Godspeed You! Black Emperor: Allelujah! Don't Bend! Ascend!
With almost a full decade having passed since the release of Yanqui U.X.O., the likelihood of a new Godspeed You! Black Emperor album seemed remote at best. Yet here we are basking in the collective's ferocious sound once again, as if only a single year has passed and not something closer to ten. The disastrous state of our current world suggests, in fact, that the band's previous period of concentrated activity was slightly ahead of its time, not artistically so much as socio-politically, and, consequently, Allelujah! Don't Bend! Ascend! feels like the perfect soundtrack to today, especially when the music, at least in part, snarls with a fury that oozes disgust, even anger. And while some things change, others thankfully stay the same: it's heartening, for example, to discover that in this 3-D CGI era the band still uses 16-MM film projections as part of its presentation.
Godspeed didn't just reconvene in the studio and start recording, however, but instead brought two years of post-hiatus practicing, playing, and touring to the recording sessions. It's the opening piece, “Mladic” (known as “Albanian” during its developmental stages and now sporting a new title that presumably references former Bosnian Serb military leader Ratko Mladic), that's the most incendiary. A looped opening sample of urgent voices (“With his arms outstretched”—perhaps the words spoken by Serbian security forces upon Mladic's arrest in Lazarevo, Serbia on May 26, 2011?) establishes an unsettling tension that only intensifies as the twenty-minute colossus unfolds. “Mladic” captures Godspeed at its heaviest, as a seething fireball of mesmerizing force whose guitars (courtesy of David Bryant, Michael Moya, and Efrim Manuel Menuck) snarl so viciously they reduce the band's trademark strings to a whisper. Fast-forward to the eight-minute mark and Godspeed sounds less like an instrumental rock collective and more a blazing metal outfit hellbent on laying waste to everything in its path. It's an exhilarating ride, to say the least, and during the piece's later moments, the music at times calls to mind the bruising attack of Red-era King Crimson. A re-occurring theme of decimating force is the glue holding the piece together as it moves from one episode to the next before exiting with a percussion coda.
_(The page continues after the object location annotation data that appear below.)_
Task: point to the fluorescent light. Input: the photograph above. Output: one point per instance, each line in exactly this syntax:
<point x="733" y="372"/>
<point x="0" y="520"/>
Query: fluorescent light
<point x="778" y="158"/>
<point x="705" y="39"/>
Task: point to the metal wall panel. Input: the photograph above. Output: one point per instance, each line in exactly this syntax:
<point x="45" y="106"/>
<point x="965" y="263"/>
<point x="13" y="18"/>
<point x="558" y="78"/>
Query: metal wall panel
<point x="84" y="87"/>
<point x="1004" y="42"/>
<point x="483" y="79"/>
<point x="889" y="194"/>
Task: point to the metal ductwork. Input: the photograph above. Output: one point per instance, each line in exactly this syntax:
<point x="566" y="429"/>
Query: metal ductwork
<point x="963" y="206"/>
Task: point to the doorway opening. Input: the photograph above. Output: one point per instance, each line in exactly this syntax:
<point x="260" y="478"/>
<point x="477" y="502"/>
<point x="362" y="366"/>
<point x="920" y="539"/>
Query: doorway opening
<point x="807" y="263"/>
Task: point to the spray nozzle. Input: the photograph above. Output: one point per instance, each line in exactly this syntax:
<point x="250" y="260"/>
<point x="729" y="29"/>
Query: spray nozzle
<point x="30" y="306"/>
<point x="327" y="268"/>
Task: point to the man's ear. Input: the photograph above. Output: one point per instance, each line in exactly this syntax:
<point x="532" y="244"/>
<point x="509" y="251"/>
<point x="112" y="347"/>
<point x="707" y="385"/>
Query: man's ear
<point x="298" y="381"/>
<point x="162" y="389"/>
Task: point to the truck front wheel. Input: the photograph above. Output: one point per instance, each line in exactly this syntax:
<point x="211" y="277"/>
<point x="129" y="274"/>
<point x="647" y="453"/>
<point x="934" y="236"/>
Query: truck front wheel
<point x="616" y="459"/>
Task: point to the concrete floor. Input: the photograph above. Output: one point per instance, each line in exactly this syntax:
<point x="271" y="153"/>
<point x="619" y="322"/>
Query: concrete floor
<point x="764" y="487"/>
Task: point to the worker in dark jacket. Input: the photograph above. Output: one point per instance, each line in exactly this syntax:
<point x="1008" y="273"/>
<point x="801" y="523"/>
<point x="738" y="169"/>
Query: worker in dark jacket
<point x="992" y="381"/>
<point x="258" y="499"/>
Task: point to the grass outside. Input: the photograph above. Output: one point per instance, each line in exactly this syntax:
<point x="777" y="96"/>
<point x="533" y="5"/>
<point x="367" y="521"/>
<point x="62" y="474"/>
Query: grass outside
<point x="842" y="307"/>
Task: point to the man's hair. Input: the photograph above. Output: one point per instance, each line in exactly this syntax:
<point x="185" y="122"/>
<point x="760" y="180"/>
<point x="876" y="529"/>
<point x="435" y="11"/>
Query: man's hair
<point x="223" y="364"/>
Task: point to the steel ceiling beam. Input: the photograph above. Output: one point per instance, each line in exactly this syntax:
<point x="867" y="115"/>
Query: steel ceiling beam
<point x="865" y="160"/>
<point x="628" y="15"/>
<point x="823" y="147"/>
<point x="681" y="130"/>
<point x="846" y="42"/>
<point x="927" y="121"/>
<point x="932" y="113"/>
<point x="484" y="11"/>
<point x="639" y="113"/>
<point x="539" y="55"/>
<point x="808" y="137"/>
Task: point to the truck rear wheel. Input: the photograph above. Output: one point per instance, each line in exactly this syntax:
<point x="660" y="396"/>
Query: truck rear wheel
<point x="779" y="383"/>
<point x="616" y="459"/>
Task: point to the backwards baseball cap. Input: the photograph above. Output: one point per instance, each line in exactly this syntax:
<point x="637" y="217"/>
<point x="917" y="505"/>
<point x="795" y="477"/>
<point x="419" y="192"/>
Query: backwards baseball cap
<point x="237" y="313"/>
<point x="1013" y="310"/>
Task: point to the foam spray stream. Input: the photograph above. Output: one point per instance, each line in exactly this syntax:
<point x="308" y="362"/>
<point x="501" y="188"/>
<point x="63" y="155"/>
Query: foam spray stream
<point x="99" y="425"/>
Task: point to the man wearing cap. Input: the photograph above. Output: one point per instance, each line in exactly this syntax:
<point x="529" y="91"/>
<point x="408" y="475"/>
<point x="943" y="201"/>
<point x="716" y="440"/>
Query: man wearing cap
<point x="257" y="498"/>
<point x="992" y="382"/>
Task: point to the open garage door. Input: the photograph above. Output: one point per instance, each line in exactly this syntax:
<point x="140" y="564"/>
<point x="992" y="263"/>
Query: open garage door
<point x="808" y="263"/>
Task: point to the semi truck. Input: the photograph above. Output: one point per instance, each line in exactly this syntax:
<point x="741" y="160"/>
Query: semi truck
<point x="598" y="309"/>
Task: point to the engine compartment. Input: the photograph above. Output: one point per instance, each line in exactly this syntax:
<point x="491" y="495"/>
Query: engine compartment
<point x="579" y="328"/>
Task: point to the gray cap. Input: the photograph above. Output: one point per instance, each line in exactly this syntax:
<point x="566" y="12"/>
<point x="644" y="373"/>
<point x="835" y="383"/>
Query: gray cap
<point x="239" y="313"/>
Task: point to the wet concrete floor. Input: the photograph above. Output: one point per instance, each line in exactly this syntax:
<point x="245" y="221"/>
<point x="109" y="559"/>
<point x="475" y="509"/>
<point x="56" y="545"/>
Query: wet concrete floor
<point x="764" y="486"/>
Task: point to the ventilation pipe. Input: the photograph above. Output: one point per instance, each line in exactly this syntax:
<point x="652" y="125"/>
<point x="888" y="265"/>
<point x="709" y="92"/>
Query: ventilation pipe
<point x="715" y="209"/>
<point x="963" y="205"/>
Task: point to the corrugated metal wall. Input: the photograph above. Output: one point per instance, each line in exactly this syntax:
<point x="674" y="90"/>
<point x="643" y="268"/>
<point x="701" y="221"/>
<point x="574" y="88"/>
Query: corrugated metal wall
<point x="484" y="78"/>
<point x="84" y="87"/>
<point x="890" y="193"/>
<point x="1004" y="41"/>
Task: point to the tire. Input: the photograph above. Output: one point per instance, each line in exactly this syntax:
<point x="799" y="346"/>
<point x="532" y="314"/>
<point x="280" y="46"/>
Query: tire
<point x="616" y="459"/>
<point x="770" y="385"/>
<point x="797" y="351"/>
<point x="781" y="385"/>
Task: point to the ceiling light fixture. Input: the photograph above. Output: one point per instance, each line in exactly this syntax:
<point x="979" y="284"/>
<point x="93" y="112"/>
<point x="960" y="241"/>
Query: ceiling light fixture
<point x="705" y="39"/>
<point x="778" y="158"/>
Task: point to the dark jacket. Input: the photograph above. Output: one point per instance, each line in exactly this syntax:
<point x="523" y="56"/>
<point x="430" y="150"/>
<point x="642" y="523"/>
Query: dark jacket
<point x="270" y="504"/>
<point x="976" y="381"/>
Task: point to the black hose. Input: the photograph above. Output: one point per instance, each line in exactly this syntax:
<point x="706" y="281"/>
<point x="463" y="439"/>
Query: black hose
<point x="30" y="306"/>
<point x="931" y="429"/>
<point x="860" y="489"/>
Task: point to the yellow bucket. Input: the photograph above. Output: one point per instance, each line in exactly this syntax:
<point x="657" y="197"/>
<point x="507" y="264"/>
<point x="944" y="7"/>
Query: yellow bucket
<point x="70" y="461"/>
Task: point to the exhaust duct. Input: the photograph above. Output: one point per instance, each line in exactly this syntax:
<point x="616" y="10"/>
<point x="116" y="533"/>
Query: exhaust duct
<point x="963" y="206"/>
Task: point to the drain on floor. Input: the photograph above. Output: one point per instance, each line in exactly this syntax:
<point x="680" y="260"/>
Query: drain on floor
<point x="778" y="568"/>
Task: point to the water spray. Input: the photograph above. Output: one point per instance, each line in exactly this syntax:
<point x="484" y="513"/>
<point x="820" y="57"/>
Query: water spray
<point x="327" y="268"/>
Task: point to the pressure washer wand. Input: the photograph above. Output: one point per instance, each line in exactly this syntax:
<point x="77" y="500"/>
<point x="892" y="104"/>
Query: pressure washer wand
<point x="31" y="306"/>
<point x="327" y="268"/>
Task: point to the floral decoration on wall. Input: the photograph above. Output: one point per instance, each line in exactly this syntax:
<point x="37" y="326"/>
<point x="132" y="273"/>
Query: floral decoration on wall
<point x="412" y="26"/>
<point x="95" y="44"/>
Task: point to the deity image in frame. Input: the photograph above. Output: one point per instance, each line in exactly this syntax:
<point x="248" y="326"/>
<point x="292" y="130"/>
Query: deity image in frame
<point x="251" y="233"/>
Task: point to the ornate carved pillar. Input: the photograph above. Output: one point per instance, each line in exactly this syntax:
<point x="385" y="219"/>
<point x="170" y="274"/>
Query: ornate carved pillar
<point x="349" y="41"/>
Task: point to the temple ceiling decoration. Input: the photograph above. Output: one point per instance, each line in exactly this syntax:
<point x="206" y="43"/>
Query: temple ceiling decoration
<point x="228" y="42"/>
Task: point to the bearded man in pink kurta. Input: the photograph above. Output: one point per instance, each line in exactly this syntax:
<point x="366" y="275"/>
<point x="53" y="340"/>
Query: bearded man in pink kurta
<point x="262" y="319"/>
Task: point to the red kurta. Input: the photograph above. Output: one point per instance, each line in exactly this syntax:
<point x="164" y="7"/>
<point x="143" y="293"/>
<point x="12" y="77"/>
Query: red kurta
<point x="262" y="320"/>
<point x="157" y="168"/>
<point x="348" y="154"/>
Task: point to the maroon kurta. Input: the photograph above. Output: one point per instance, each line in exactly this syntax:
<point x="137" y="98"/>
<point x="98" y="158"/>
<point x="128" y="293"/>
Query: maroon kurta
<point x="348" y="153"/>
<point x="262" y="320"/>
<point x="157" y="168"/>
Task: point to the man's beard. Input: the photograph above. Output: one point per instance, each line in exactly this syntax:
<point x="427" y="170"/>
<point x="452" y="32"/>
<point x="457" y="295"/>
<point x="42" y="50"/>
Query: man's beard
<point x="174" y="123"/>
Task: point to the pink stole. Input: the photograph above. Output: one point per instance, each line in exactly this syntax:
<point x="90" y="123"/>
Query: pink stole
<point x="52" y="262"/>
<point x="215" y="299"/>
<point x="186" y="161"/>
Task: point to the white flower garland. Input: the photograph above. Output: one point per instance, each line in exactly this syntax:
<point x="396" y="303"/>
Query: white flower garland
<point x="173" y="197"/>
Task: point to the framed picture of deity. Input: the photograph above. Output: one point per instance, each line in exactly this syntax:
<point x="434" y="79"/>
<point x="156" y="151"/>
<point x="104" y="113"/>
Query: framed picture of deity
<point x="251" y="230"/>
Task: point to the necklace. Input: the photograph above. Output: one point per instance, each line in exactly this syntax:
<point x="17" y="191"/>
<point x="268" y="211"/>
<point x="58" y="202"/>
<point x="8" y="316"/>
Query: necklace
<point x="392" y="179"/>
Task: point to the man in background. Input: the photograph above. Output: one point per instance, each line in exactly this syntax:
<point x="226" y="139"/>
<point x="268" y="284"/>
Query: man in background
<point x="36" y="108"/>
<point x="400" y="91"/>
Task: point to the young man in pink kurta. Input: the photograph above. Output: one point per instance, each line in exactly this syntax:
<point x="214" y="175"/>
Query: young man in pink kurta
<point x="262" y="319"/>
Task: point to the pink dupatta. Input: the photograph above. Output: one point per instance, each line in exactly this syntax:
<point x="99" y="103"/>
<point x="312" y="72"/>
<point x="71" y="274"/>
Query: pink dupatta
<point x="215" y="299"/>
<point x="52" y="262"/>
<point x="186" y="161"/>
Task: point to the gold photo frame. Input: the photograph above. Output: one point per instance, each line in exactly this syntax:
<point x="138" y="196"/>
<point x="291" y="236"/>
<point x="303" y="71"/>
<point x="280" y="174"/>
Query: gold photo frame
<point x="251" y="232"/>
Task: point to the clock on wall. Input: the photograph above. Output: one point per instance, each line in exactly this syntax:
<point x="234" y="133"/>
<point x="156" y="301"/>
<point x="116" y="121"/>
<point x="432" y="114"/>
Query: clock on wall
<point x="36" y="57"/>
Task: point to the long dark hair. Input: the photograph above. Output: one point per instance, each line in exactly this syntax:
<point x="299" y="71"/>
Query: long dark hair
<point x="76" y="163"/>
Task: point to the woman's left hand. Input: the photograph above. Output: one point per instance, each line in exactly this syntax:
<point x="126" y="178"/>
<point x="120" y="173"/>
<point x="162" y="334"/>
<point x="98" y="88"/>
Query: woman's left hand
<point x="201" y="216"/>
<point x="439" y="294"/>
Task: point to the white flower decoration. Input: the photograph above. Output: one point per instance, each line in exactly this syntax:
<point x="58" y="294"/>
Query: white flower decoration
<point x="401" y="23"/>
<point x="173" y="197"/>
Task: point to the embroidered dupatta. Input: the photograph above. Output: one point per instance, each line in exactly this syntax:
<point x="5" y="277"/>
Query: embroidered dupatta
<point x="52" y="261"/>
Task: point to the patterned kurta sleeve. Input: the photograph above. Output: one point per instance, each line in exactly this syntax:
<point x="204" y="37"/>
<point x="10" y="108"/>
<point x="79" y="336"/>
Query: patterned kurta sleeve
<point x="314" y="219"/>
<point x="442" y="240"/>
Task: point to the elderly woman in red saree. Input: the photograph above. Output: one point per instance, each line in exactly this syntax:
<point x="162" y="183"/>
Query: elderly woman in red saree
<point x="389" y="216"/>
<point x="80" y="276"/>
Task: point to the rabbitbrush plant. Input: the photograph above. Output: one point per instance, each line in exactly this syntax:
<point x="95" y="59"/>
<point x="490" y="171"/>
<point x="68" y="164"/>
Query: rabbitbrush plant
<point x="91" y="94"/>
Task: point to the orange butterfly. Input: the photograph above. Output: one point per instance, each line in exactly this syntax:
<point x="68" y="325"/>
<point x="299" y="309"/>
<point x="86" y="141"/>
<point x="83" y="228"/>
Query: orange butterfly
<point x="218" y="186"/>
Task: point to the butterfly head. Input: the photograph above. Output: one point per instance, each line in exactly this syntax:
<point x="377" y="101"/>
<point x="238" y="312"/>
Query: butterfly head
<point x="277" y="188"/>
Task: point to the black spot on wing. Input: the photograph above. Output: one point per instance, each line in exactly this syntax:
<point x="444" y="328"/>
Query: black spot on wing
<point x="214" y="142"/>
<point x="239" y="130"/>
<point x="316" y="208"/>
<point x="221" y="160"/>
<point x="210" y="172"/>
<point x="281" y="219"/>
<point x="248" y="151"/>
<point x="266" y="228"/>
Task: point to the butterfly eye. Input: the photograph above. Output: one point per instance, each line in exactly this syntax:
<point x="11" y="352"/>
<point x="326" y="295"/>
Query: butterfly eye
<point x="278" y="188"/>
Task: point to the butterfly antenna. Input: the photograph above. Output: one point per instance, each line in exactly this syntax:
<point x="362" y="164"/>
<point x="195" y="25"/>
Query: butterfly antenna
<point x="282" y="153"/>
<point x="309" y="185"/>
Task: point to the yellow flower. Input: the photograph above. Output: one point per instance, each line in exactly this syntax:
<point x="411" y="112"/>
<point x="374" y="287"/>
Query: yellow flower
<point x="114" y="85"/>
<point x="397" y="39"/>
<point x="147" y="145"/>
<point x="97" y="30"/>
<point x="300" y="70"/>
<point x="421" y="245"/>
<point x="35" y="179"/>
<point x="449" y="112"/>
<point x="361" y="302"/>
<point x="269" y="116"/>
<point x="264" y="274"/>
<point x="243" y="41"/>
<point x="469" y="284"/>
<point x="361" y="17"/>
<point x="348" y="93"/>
By comparison, side B's “We Drift Like Worried Fire” (formerly “Gamelan”) is a tad less ferocious, more triumphant in tone and in keeping with the tried-and-true Godspeed style. Sophie Trudeau's violin is more audible and a glockenspiel's tinkle can even be heard—until, that is, the guitars enter to escalate the intensity in classic Godspeed style. After a stop-start episode at the track's center finds the band's playing at its most ecstatic, that glorious section morphs into a ponderous dirge and then thunderous coda. The two epics are followed by six-minute drones (“Their Helicopters' Sing,” “Strung Like Lights At Thee Printemps Erable”) that, while raw and intense in their own way, nevertheless offer temporary shelters from the longer tracks' storms. If the long tracks are immolations, the final track rises like poisonous fumes rising from the smoldering ashes after the cataclysm.Any group, especially one that's less admired than worshipped by its core audience, can start to feel like the walls are closing in as the album releases add up and the pressure builds, and the act of music-making can also begin to feel like a too-conscious endeavour that's ultimately crippling. Thankfully, Godspeed appears to have taken the advice Paul Simon dispensed on his 1983 Hearts and Bones album: “Don't think too much.” Wisely, on its fifth full-length release, the Montreal-based collective lets its muse speak and follows its purest impulses, and the result is music of raw power and uncompromising integrity. It's unclear how long this latest period of activity will last, but for now, at least, how wonderful it is to have a new offering of Godspeed's joyful noise available for our listening pleasure.